Ist es denn ein Zufall, daß alle auf Ausschließung beruhenden Identitarismen darin überinstimmen, sich dem Mestizentum entgegenzustellen. Sie fürchten es, als handele es sich dabei um die tödliche Auflösung einer spezifischen Identität, während es doch die einzige Art ist, die Universalität dieser Identität auf den Prüfstand der conditio human zu stellen. Sie fürchten es, weil sie letztlich kein Vertrauen in ihre eigene Identität haben. Sie sperren das Individuum in eine panzerhafte Identität des Ursprungs, die einer lebenslangen Gefängnishaft gleichkommt. ...


Eine politische Gesellschaft kann - bei Strafe des Untergangs im Krieg der multiplen Zugehörigkeiten - ohne diese gemeinsamen Werte nicht funktionieren. Wie läßt sich Gemeinschaftliches, Allgemeininteresse, also Universelles zusammen mit dem Diversen machen, herstellen, konstituieren? ... Über die heterogenen, stets partikularistischen Werte hinaus braucht man ebenso Homogenität, den Zusammenhalt der zentralen Werte. Die wahre Herauforderung stellt die Selbstüberschreitung dar, die Öffnung zur gemeinsamen conditio humana - jenseits der Apologien des Rechts auf Differenz, das sich, wie man allzugut weiß, leicht in die Pflicht der Seperation und Rechtetrennung verwandelt. ...

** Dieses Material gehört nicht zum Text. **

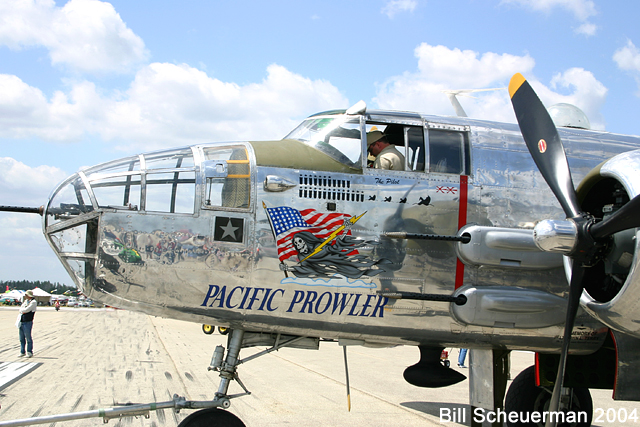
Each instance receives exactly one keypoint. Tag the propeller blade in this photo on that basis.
(544, 143)
(575, 291)
(624, 218)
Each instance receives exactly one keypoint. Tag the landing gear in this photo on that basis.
(226, 361)
(212, 417)
(525, 398)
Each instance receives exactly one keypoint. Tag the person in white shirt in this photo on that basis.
(27, 311)
(387, 156)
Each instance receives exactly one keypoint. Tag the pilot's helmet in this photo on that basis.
(374, 136)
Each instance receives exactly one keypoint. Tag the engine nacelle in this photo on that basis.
(612, 286)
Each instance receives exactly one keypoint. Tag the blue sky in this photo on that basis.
(85, 81)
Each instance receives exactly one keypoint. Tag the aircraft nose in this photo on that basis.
(71, 226)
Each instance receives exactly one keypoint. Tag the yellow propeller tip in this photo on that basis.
(515, 83)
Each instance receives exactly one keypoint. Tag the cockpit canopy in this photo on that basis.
(337, 136)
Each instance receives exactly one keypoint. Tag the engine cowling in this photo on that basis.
(612, 286)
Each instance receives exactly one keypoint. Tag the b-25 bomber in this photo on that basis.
(478, 241)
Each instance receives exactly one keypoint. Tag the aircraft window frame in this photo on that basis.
(461, 160)
(127, 184)
(411, 132)
(228, 176)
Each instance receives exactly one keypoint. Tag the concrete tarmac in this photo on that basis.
(87, 359)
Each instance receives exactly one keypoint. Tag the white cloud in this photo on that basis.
(393, 7)
(628, 59)
(22, 185)
(582, 10)
(85, 35)
(166, 105)
(441, 68)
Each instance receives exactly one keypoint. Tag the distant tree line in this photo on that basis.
(23, 285)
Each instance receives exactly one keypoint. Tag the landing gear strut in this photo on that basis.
(212, 417)
(524, 397)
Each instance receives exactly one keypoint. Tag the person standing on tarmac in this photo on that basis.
(27, 311)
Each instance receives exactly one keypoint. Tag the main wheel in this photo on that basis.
(212, 417)
(526, 399)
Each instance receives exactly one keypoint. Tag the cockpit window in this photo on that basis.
(336, 136)
(227, 177)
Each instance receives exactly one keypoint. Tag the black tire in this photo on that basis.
(212, 417)
(525, 397)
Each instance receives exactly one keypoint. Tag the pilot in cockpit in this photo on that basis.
(387, 156)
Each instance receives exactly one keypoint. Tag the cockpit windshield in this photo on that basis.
(336, 136)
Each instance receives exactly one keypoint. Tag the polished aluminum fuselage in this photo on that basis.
(220, 264)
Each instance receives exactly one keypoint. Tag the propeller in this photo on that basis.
(591, 237)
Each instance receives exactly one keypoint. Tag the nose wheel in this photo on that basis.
(212, 417)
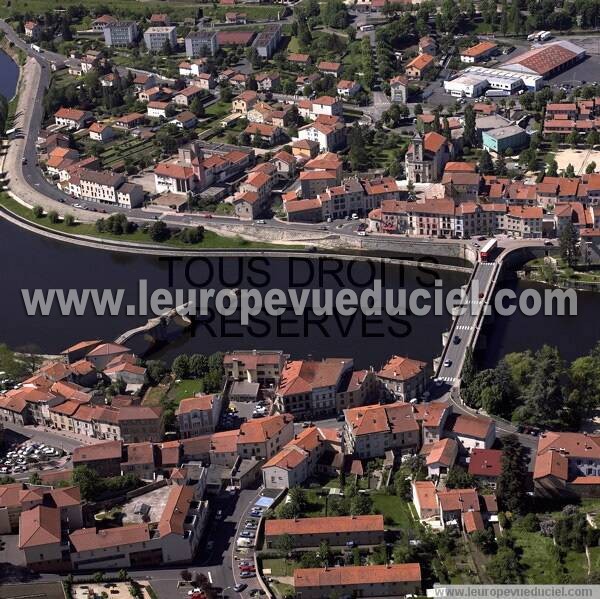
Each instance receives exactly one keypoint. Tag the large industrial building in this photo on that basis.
(526, 71)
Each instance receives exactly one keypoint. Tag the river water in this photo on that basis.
(9, 74)
(31, 262)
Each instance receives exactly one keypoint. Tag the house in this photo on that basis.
(420, 66)
(399, 89)
(308, 388)
(120, 33)
(479, 52)
(201, 43)
(267, 81)
(259, 366)
(236, 18)
(101, 132)
(425, 499)
(347, 89)
(370, 431)
(101, 22)
(336, 530)
(327, 106)
(328, 132)
(185, 120)
(267, 133)
(72, 118)
(472, 432)
(140, 461)
(186, 96)
(441, 456)
(204, 81)
(157, 38)
(299, 59)
(396, 580)
(404, 378)
(160, 20)
(40, 539)
(431, 418)
(486, 465)
(263, 438)
(330, 68)
(245, 102)
(427, 156)
(300, 458)
(198, 415)
(305, 149)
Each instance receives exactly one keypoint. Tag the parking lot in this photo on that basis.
(27, 456)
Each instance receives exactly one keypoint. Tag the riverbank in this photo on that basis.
(560, 276)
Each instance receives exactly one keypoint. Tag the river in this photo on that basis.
(9, 74)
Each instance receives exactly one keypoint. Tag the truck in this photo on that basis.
(497, 93)
(485, 253)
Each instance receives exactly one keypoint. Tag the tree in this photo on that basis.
(155, 371)
(181, 367)
(569, 251)
(197, 107)
(511, 486)
(459, 478)
(198, 365)
(284, 543)
(87, 480)
(593, 138)
(35, 478)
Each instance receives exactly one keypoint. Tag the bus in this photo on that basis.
(485, 253)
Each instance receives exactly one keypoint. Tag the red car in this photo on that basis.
(247, 568)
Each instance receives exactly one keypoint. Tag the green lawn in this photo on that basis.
(185, 388)
(211, 240)
(394, 509)
(542, 567)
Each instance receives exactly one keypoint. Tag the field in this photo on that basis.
(578, 158)
(185, 388)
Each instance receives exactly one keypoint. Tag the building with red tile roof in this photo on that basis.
(371, 431)
(404, 378)
(396, 580)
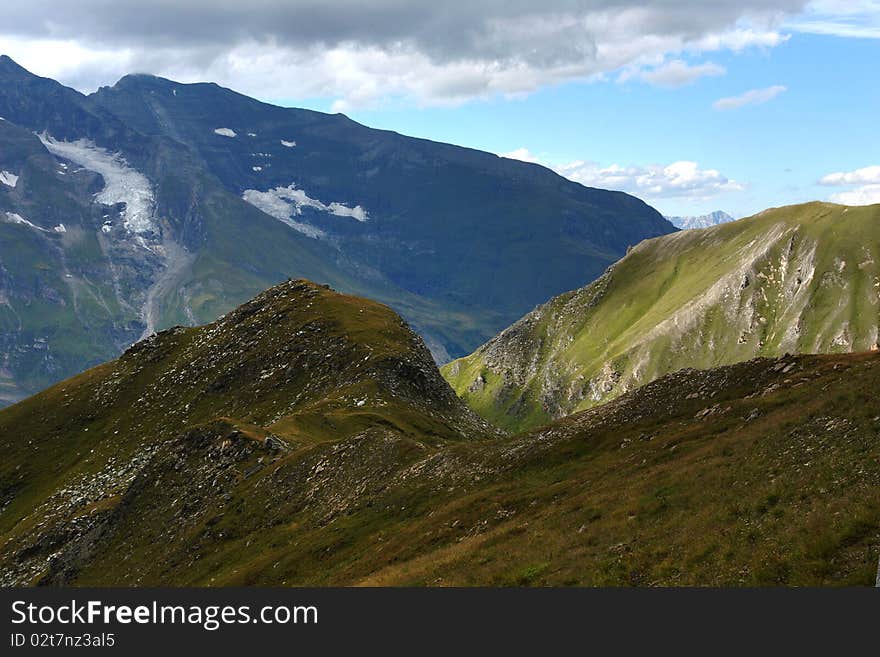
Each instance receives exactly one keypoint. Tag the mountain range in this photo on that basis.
(307, 437)
(799, 279)
(153, 203)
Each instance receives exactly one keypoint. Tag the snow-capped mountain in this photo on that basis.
(702, 221)
(153, 203)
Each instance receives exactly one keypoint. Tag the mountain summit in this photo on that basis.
(701, 221)
(800, 279)
(307, 438)
(180, 201)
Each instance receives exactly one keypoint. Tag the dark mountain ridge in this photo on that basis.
(308, 438)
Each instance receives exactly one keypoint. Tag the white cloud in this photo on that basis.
(678, 73)
(366, 54)
(866, 175)
(868, 193)
(752, 97)
(683, 179)
(859, 19)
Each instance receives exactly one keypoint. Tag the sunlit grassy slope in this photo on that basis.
(799, 279)
(308, 438)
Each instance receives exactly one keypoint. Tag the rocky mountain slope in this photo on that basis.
(701, 221)
(800, 279)
(181, 201)
(308, 438)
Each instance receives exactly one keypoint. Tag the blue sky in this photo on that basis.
(827, 120)
(694, 106)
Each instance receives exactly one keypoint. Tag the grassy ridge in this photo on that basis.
(800, 279)
(307, 438)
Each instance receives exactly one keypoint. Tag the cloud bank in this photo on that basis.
(365, 53)
(679, 180)
(866, 183)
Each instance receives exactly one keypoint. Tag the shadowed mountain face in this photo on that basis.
(308, 438)
(701, 221)
(181, 201)
(800, 279)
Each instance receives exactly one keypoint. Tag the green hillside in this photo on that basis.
(800, 279)
(308, 438)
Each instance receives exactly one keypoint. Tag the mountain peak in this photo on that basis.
(701, 221)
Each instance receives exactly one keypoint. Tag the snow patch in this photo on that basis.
(342, 210)
(286, 202)
(122, 184)
(14, 218)
(283, 203)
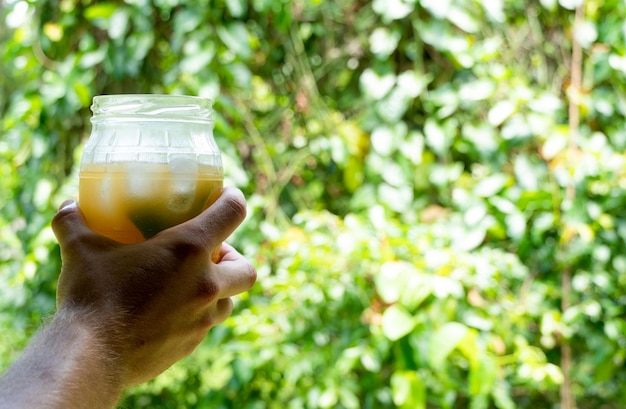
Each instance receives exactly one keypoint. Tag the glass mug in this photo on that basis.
(150, 163)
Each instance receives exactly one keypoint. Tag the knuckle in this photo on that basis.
(208, 289)
(251, 274)
(236, 203)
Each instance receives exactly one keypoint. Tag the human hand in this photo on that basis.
(152, 303)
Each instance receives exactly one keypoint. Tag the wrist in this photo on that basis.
(95, 362)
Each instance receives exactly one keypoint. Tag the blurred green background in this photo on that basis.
(436, 191)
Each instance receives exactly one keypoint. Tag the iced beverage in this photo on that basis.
(133, 201)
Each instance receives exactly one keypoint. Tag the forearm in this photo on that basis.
(65, 366)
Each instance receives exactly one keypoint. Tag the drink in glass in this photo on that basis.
(150, 163)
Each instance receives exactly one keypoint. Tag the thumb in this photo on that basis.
(69, 225)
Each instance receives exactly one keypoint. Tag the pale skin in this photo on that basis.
(126, 313)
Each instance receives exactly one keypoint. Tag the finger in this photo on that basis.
(68, 223)
(217, 222)
(228, 253)
(224, 310)
(234, 276)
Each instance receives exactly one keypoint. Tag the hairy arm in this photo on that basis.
(66, 365)
(126, 313)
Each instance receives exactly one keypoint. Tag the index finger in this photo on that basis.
(216, 223)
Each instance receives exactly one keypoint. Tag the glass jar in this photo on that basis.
(151, 162)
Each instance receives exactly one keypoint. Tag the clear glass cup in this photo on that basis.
(151, 162)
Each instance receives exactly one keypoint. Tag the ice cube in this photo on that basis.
(180, 202)
(184, 173)
(139, 179)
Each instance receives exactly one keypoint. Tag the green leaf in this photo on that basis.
(397, 322)
(236, 38)
(408, 390)
(443, 342)
(100, 11)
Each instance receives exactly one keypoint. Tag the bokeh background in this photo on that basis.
(436, 191)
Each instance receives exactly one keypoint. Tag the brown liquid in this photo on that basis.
(132, 204)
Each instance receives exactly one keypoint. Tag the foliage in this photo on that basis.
(418, 194)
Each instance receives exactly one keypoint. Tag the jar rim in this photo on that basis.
(152, 105)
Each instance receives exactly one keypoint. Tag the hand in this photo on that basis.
(152, 303)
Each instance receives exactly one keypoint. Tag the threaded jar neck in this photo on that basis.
(152, 107)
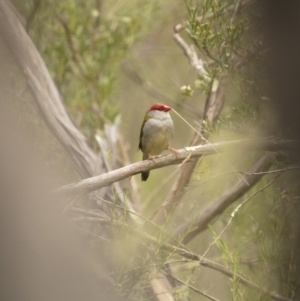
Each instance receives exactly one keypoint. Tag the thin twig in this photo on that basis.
(193, 288)
(236, 210)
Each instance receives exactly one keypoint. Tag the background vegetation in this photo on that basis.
(113, 59)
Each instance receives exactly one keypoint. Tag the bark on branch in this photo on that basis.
(91, 184)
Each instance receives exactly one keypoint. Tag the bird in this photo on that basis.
(156, 134)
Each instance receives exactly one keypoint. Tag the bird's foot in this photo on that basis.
(152, 158)
(174, 151)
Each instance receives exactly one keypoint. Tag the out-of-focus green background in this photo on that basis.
(116, 58)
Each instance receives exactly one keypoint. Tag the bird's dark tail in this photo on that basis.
(145, 174)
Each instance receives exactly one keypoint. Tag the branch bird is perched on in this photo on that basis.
(156, 134)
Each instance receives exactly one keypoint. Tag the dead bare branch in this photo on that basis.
(47, 99)
(91, 184)
(216, 207)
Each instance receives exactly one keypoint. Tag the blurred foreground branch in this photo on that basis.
(91, 184)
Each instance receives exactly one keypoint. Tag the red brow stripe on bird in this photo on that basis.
(160, 107)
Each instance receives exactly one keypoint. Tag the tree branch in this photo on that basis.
(216, 207)
(91, 184)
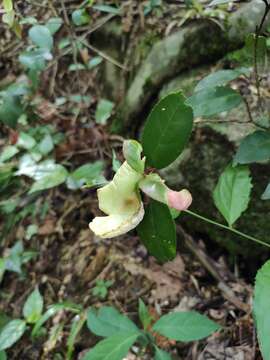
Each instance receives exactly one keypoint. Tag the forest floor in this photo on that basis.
(70, 259)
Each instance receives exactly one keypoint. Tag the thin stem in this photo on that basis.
(237, 232)
(257, 34)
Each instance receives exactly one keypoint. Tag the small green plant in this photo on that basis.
(101, 288)
(34, 319)
(121, 333)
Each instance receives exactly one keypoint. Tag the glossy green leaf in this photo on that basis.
(33, 307)
(8, 5)
(232, 193)
(9, 18)
(185, 326)
(261, 308)
(107, 321)
(220, 78)
(46, 145)
(157, 231)
(3, 355)
(161, 354)
(266, 194)
(167, 130)
(104, 111)
(212, 101)
(132, 151)
(8, 153)
(11, 333)
(41, 36)
(26, 141)
(11, 109)
(80, 17)
(255, 147)
(113, 348)
(54, 24)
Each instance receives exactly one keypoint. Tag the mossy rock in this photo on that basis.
(211, 149)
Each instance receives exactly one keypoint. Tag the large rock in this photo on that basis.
(211, 148)
(197, 43)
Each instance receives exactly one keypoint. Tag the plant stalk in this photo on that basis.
(237, 232)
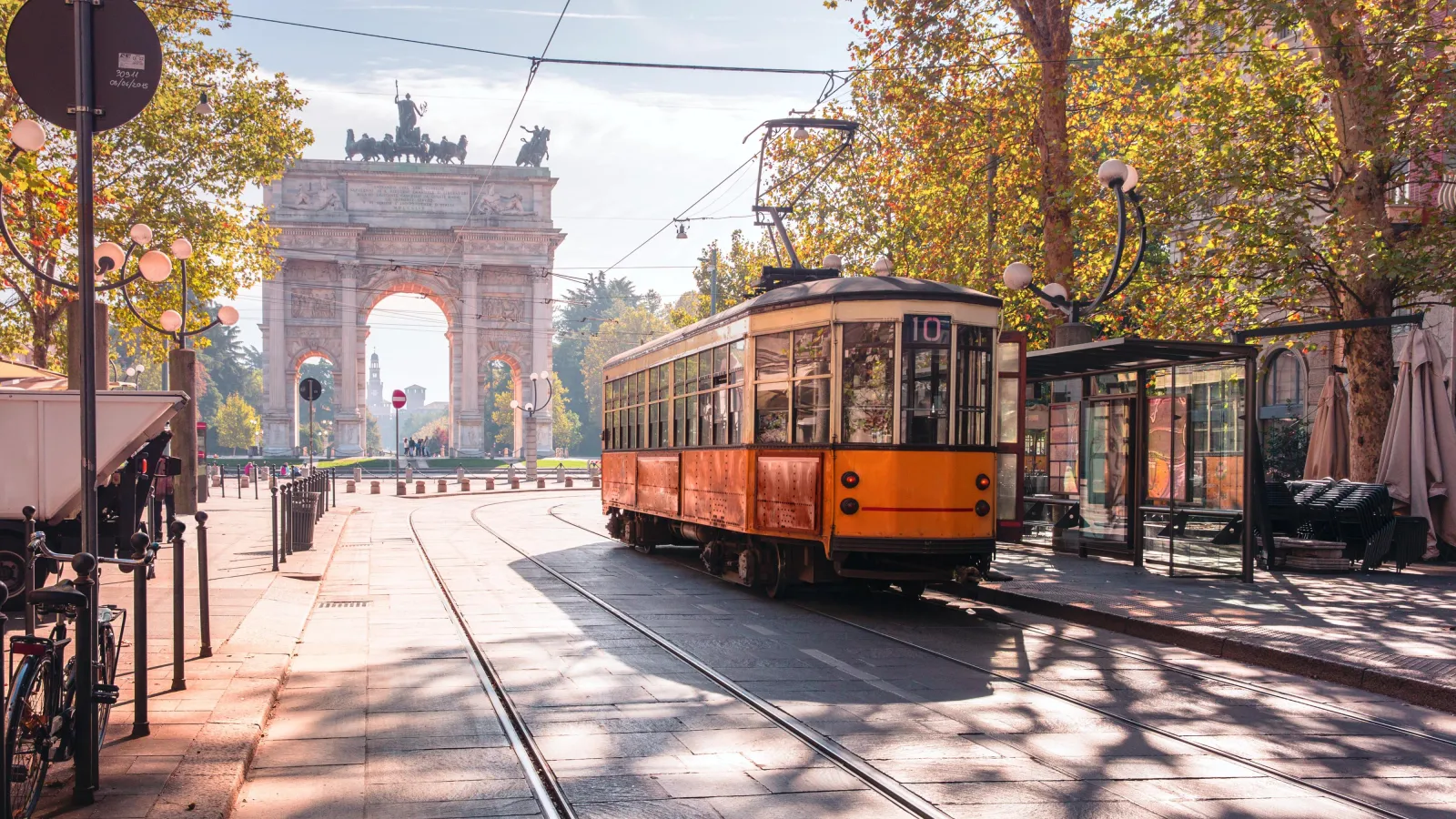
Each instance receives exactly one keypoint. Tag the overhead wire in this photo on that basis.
(983, 65)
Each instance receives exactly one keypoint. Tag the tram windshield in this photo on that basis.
(938, 394)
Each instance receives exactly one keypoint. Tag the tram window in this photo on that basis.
(735, 414)
(771, 356)
(772, 413)
(812, 351)
(705, 419)
(812, 411)
(926, 382)
(868, 376)
(973, 387)
(721, 417)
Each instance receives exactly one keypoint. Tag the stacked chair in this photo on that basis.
(1318, 516)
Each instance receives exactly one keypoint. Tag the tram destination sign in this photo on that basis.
(926, 331)
(126, 60)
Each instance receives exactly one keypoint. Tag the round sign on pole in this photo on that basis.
(310, 389)
(40, 55)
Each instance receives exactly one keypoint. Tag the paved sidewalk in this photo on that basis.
(203, 736)
(383, 713)
(1382, 632)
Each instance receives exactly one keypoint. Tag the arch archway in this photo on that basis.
(411, 334)
(390, 229)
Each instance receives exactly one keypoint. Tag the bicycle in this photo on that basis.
(41, 707)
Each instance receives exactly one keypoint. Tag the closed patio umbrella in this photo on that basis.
(1419, 458)
(1330, 440)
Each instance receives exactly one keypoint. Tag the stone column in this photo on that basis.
(349, 420)
(470, 421)
(277, 424)
(541, 350)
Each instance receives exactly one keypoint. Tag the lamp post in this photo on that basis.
(531, 409)
(1123, 179)
(181, 365)
(92, 268)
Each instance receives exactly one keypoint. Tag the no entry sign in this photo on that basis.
(40, 55)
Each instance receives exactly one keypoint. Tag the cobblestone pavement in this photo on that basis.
(1358, 629)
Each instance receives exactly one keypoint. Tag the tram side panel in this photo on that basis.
(914, 494)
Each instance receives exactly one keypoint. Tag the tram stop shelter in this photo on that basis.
(1143, 450)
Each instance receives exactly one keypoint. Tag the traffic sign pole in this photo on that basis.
(398, 401)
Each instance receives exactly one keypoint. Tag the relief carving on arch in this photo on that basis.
(310, 303)
(507, 309)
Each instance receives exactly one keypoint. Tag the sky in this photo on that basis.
(631, 147)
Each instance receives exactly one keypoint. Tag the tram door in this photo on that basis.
(1107, 471)
(1011, 409)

Die moderne Universalität ist mestizischer Humanismus, ist ie Öffnung zur Gemeinschaft als Gattung. ... Nur die Anerkennung der gemeinsamen universellen Werte kann die Eintrittskarte zur Koexistenz in der aufnehmenden Gesellschaft bilden. Das setzt voraus, daß man dieser Gesellschaft keine Normen und Werte auzwingt, die zu ihren eigenen in Gegensatz stehen. Umgekehrt muß die Integration von kulturell abweichenden und neuen Werten, wenn sie denn möglich ist, in der aufnehmenden Gesellschaft einem strengen pädagogischen Prinzip unterworfen sein: der geduldigen Erziehung, um zur Begegnung der Kulturen und zur Brüderlichkeit der Identitäten zu verhelfen. Eine lange, schwierige Arbeit, die niemals enden wird." 

Sicherlich sind diese Reflexionen und Wege komplexer als die Lösungen von terribles simplificateurs, die den gordischen Knoten schon durchschlagen haben. Tretet für Eure belles differences ein - aber stellt sie auf den Prüfstand der universellen conditio humana!